4 Ways Excess Inventory and Idle Equipment Increase Overhead Costs

Excess inventory, idle equipment increase overhead costs | Liquidity Services

Maybe you’re waiting out the U.S. trade war with China, or you’ve got an eye on the hard Brexit date. Or, maybe you’re just in the middle of some expected seasonal downtime. Whatever the reason, you have mothballed equipment not being used, stockpiled supplies, and excess inventory that’s overflowing your warehouses. Every day you’re storing idle equipment and inventory, though, is a day you’re wasting thousands in overhead costs that could’ve been better spent elsewhere.

$32,000+ of Wasted Space in Your Warehouses and Factory Floors

Don’t believe it? Let’s do some quick math.

A recent warehouse industry survey puts the average cost of warehouse space at $6.53 per square foot. And, 64% of U.S. warehouses are at least 25,000 square feet, according to the United States Energy Information Association.

So, if fifteen to twenty percent of your warehouse or factory floor is effectively an “extra equipment” museum, then you’re throwing away $32,000+ every year. And, that’s just a ballpark estimate! If you have entire warehouses dedicated to excess inventory or returned stock that sits for months at a time, that’s a real money sink on your hands.

9+% Maintenance Costs for Excess Inventory and Equipment

All equipment needs repairs – all inventory stay pristine – if it will ultimately be useful for the company. This includes labor costs to maintain equipment and warehouse space.

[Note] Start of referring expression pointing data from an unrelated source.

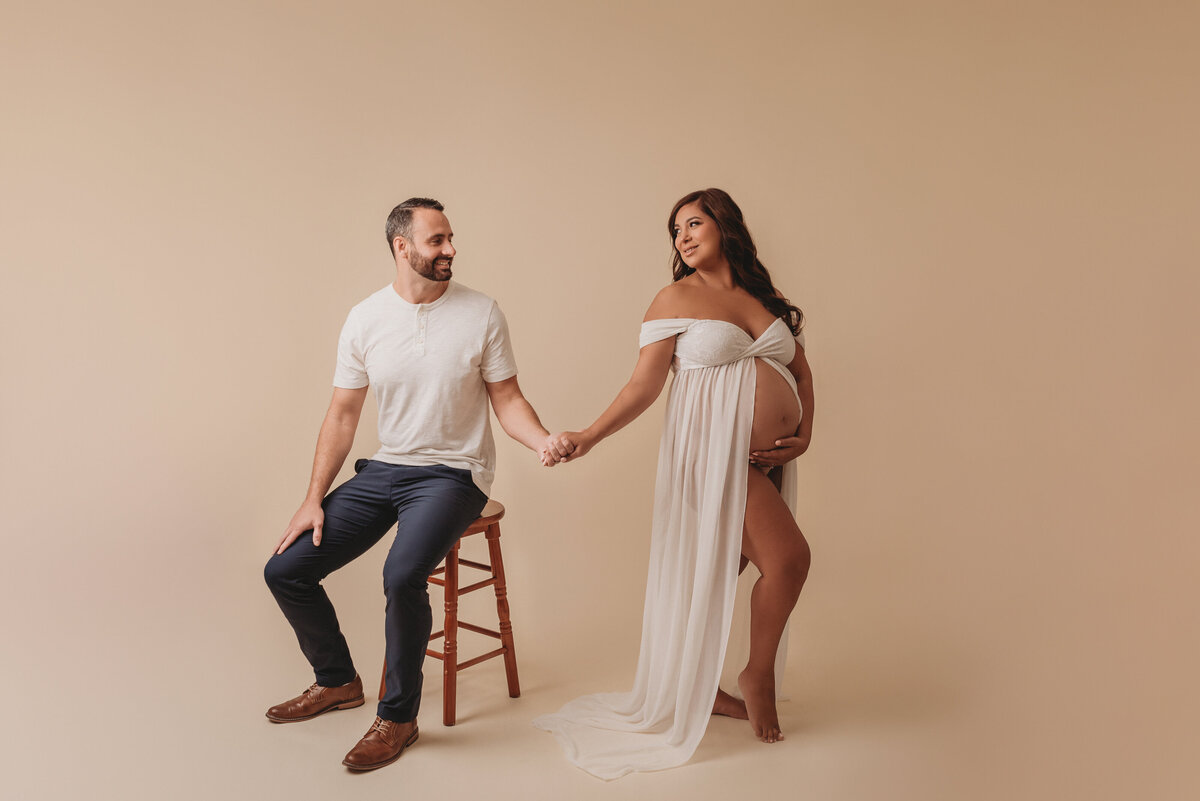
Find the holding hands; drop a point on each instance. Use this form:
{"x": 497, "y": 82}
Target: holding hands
{"x": 565, "y": 446}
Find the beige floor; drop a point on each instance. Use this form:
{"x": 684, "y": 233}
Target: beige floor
{"x": 870, "y": 717}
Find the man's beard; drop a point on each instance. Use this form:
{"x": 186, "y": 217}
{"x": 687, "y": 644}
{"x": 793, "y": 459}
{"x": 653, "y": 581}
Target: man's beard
{"x": 427, "y": 267}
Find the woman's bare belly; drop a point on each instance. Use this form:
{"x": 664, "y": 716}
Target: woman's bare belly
{"x": 777, "y": 413}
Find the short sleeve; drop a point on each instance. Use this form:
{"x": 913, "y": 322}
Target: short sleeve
{"x": 352, "y": 371}
{"x": 498, "y": 362}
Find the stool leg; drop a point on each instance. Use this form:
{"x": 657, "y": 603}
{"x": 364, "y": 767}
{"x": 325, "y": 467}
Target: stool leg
{"x": 450, "y": 662}
{"x": 502, "y": 609}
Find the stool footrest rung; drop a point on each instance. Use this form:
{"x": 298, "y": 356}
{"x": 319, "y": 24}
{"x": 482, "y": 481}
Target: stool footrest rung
{"x": 477, "y": 585}
{"x": 463, "y": 666}
{"x": 479, "y": 630}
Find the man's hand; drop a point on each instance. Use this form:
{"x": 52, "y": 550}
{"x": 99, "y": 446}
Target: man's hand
{"x": 552, "y": 451}
{"x": 785, "y": 450}
{"x": 569, "y": 446}
{"x": 309, "y": 516}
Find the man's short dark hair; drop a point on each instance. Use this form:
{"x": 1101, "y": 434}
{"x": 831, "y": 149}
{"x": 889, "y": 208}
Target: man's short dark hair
{"x": 400, "y": 221}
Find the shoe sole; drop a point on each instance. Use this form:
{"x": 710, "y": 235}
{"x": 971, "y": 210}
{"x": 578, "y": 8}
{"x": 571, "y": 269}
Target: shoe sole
{"x": 389, "y": 760}
{"x": 349, "y": 704}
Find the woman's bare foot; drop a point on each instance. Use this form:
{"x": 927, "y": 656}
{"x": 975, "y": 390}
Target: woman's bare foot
{"x": 730, "y": 706}
{"x": 760, "y": 694}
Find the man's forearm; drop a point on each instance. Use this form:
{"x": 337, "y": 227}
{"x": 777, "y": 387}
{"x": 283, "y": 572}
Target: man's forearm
{"x": 334, "y": 445}
{"x": 521, "y": 422}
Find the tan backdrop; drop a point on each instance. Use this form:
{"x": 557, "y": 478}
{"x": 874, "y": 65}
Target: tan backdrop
{"x": 987, "y": 211}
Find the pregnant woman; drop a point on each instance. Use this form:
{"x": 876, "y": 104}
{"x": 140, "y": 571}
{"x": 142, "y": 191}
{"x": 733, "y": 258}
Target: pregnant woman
{"x": 739, "y": 410}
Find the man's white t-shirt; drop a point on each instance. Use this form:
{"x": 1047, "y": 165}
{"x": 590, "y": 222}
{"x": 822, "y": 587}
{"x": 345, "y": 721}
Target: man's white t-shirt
{"x": 427, "y": 363}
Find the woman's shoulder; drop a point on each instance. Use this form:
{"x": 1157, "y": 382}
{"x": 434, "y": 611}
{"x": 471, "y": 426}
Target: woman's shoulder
{"x": 671, "y": 302}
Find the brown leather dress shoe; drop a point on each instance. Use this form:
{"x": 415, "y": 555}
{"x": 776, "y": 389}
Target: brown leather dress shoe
{"x": 317, "y": 700}
{"x": 382, "y": 745}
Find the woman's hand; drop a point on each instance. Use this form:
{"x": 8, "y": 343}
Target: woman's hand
{"x": 785, "y": 450}
{"x": 570, "y": 446}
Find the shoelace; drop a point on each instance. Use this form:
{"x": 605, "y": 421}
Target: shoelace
{"x": 382, "y": 726}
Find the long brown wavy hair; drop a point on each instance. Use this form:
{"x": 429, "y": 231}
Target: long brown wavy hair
{"x": 741, "y": 252}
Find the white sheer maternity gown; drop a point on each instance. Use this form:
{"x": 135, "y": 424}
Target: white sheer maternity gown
{"x": 695, "y": 548}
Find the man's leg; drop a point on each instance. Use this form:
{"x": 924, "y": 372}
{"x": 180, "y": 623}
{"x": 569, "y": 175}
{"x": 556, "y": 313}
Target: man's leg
{"x": 433, "y": 505}
{"x": 358, "y": 513}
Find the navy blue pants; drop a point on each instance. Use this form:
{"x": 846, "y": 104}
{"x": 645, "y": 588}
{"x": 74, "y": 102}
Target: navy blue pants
{"x": 431, "y": 507}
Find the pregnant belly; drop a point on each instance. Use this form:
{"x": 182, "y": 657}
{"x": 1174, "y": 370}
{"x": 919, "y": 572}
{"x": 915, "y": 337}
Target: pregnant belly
{"x": 777, "y": 413}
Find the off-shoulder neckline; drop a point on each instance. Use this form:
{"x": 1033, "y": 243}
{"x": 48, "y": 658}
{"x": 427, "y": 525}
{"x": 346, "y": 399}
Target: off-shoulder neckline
{"x": 713, "y": 319}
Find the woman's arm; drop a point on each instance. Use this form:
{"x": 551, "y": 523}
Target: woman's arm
{"x": 637, "y": 395}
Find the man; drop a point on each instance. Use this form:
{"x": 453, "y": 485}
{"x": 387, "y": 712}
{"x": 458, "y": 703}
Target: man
{"x": 435, "y": 351}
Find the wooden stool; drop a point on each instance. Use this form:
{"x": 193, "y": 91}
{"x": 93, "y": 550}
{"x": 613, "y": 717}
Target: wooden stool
{"x": 489, "y": 522}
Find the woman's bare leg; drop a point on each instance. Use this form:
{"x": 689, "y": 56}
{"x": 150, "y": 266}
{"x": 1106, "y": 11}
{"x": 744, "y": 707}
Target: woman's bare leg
{"x": 725, "y": 703}
{"x": 775, "y": 546}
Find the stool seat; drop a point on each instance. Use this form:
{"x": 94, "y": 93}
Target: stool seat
{"x": 487, "y": 523}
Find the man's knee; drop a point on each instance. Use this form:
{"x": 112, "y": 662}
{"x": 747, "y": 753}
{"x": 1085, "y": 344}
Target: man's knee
{"x": 405, "y": 582}
{"x": 279, "y": 574}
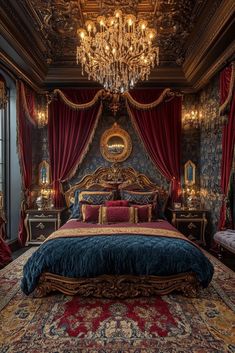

Sometimes, this also includes environmental maintenance costs for sensitive materials, like temperature and humidity maintenance.

Maintenance budgets normally reserve about 5-6% of the machine or inventory’s market value for labor expenses with an additional 3-4% for needed supplies. Plus, there’s an extra 1-2% for building maintenance expenses.

In all, you can expect to spend anywhere from 9 to 12% of your idle equipment or inventory’s market value on maintenance alone – and it’s not making your company a dime.

Beyond Capital Asset Depreciation: Your Increased Real Estate and Employee Tax Burden

On top of the space and maintenance costs for idle equipment and extra inventory, there’s an increased tax burden to consider.

Sure, capital assets like equipment and materials may be tax-advantaged through depreciation. But, you still pay real estate taxes for your commercial properties, and taxes on your employees’ compensation.

Every day you’re storing equipment that’s not producing goods or excess inventory that’s not available for purchase, you spend thousands in taxes for the privilege of hoarding it.

Higher Insurance Service Costs for Equipment, Products, Supplies and Excess Inventory You’re Not Using

Overhead for businesses includes necessary insurance payments ranging from professional liability to workers’ compensation. Property insurance pays for repair or replacement of equipment, inventory, supplies – anything inside the insured commercial building – should something happen.

Let’s estimate that commercial property insurance costs between $1,000 and $3,000 for every million dollars of coverage. In addition to covering your active lines and current products before they’re shipped to customers or stores, your commercial property insurance also covers idle equipment, unneeded supplies, and returned inventory.

Between insurance, taxes, maintenance, and storage – that’s tens of thousands you’re spending to keep unused and unwanted property. What else could you have spent that money on? Employee retention through training and benefits? Upgrading equipment? Product development?

And imagine how much more you could invest if you go an extra step further and sellthose formerly worthless assets to other businesses. That idle equipment and extra inventory becomes a new revenue opportunity instead of an unavoidable sunk cost.